The first day featured Ustad F. Wasifuddin Dagar, torchbearer of the gharana; indeed the finest singer in this genre today. Dhrupad gayeki has huge restrictions in terms of embellishments, and “barhat”; it is awe inspiring to see how the young master has totally sublimated the limitations in the excellence of his performance. His concerts are virile and engaging with appropriate injections in the concerts of drama, pauses and slow sweeping glides, as well as complex “gamaks”. His immense voice control has to be heard to be experienced. After his opening Raga Shree, the grandeur of which was beautifully captured, he sang Raga Kamboji on request, and then Raga Durga.
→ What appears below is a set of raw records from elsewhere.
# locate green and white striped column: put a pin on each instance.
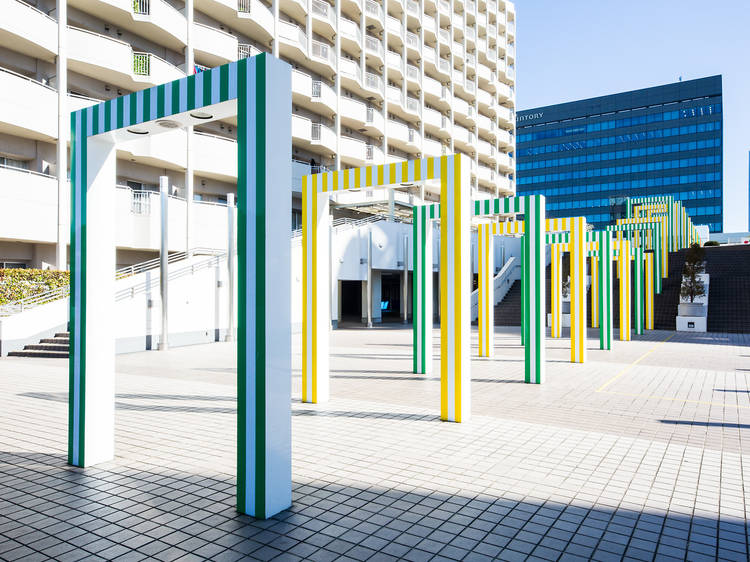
(638, 290)
(594, 291)
(556, 282)
(605, 244)
(485, 292)
(578, 254)
(261, 87)
(623, 270)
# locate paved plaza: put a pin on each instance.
(642, 453)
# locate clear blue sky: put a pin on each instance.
(577, 49)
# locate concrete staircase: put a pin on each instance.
(48, 348)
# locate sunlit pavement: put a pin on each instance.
(639, 452)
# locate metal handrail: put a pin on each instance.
(45, 297)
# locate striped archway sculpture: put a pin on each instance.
(257, 91)
(533, 209)
(453, 172)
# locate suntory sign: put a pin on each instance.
(529, 117)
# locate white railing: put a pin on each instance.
(140, 202)
(141, 7)
(245, 50)
(32, 301)
(502, 282)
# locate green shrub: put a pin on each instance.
(16, 284)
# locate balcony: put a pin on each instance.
(374, 50)
(429, 26)
(413, 76)
(27, 30)
(155, 20)
(505, 93)
(412, 43)
(250, 17)
(403, 137)
(395, 29)
(506, 118)
(432, 147)
(351, 35)
(373, 83)
(486, 175)
(323, 137)
(505, 139)
(463, 138)
(437, 123)
(114, 61)
(506, 163)
(213, 46)
(323, 18)
(322, 57)
(292, 40)
(374, 14)
(353, 152)
(395, 64)
(312, 94)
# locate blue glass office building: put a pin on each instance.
(587, 156)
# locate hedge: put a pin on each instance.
(16, 284)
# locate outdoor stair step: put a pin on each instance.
(47, 347)
(40, 354)
(57, 340)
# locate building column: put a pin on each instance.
(63, 133)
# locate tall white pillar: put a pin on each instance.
(189, 169)
(232, 237)
(164, 262)
(63, 132)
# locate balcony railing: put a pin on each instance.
(323, 51)
(142, 64)
(140, 202)
(373, 81)
(374, 9)
(245, 50)
(141, 7)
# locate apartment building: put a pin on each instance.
(373, 82)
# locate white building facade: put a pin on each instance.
(373, 82)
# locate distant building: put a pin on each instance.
(587, 155)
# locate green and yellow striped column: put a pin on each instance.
(486, 300)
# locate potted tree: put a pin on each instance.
(693, 285)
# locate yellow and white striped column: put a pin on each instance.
(649, 319)
(578, 253)
(594, 291)
(556, 280)
(486, 300)
(623, 272)
(455, 290)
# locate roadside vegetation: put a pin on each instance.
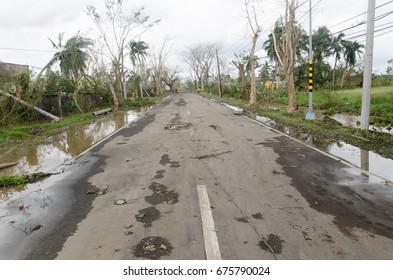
(16, 134)
(346, 101)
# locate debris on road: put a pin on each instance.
(152, 248)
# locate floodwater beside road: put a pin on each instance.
(61, 148)
(367, 160)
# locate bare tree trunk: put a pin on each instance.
(286, 51)
(243, 81)
(291, 90)
(343, 77)
(253, 93)
(114, 95)
(256, 30)
(334, 74)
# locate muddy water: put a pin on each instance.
(354, 121)
(369, 161)
(64, 146)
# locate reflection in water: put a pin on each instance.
(62, 147)
(369, 161)
(354, 121)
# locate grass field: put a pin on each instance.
(14, 134)
(350, 101)
(344, 101)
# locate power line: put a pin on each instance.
(26, 50)
(361, 14)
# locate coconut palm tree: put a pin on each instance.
(352, 51)
(337, 48)
(138, 53)
(322, 46)
(72, 56)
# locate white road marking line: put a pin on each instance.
(212, 248)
He said, “My links with the Jhunjhunwala family go back to before I was even born; it is wonderful how an industrialist like Babuji has such a deep connection with music that it can touch and heal him, the way we professional musicians are affected by it. He has passed on his love to his children and grandchildren. That’s why the festival is organised in such a relaxed way; they have a soft, muted approach to things, not flashy. Indeed laudable.”

 

After him was Pt Buddhaditya Mukherjee, the senior-most sitar player of his generation. Playing in Delhi after a gap of about four years, the maestro was overwhelmed with the audience response who gave him three standing ovations – the first after his first piece (a vilambit gat in Raga Aiman Kalyan played on the sitar with great deliberation), then after his second piece on the surbahar (a sombre aalap in the late night Raga Malkaus, in which his “meend” taans in the “jor” portion were truly stupendous) and finally at the end of the concert. (He ended with Raga Kafi on the sitar.) His wonderful sense of proportion at all stages of the performance is praiseworthy. As he said later, “After experiencing the wonderful, integrated ambience of the vast and kind audience, I felt that over the years of their unique and dedicated efforts in presenting Indian classical music, the LNJ Bhilwara Group has successfully created a unique audience, that can easily ignite passion in any artist to want to reach greater heights of musical expression. Playing for them has been a very fulfilling experience for me. Their wholesome belief in their artists automatically makes us feel totally responsible towards the concert.”

 

The finale of the festival was the grand old lady of the North Indian vocal idiom — the unparalleled “Ganasaraswati” Kishori Amonkar. Regal in her trademark black and maroon sari, totally absorbed in her singing, Kishoriji is indeed the last of an earlier generation of musicians whose whole life, literally, was music.

The legendary singer was accompanied by her senior disciple Nandini Bedekar, granddaughter Tejashree, and as a delightful later entrant, Pt Raghunandan Pansikar. The voices in unison create an unforgettable ambience; the meticulous building up of a picture of the Raga with “sur” instead of colours is unique to the doyenne. The careful exploration of the raga, the different combinations and permutations, the slow build up of the tempo — all are part of the impeccable Jaipur Attrauli vocal tradition that never fails to impress.

 

Her breathtaking “taans”, though now fewer, continue to dazzle even now, when she is in her eighties. After Raga Puriya Dhanashri, and a brief interval, she concluded with Raga Kausi Kanhra, a combination of two ragas, Malkaus and Kanhra. It was a delight to see her surrounded by her several students and musicians after the concert. It was touching to hear her request her audience to continue to invite her to Delhi to perform after the grand concert.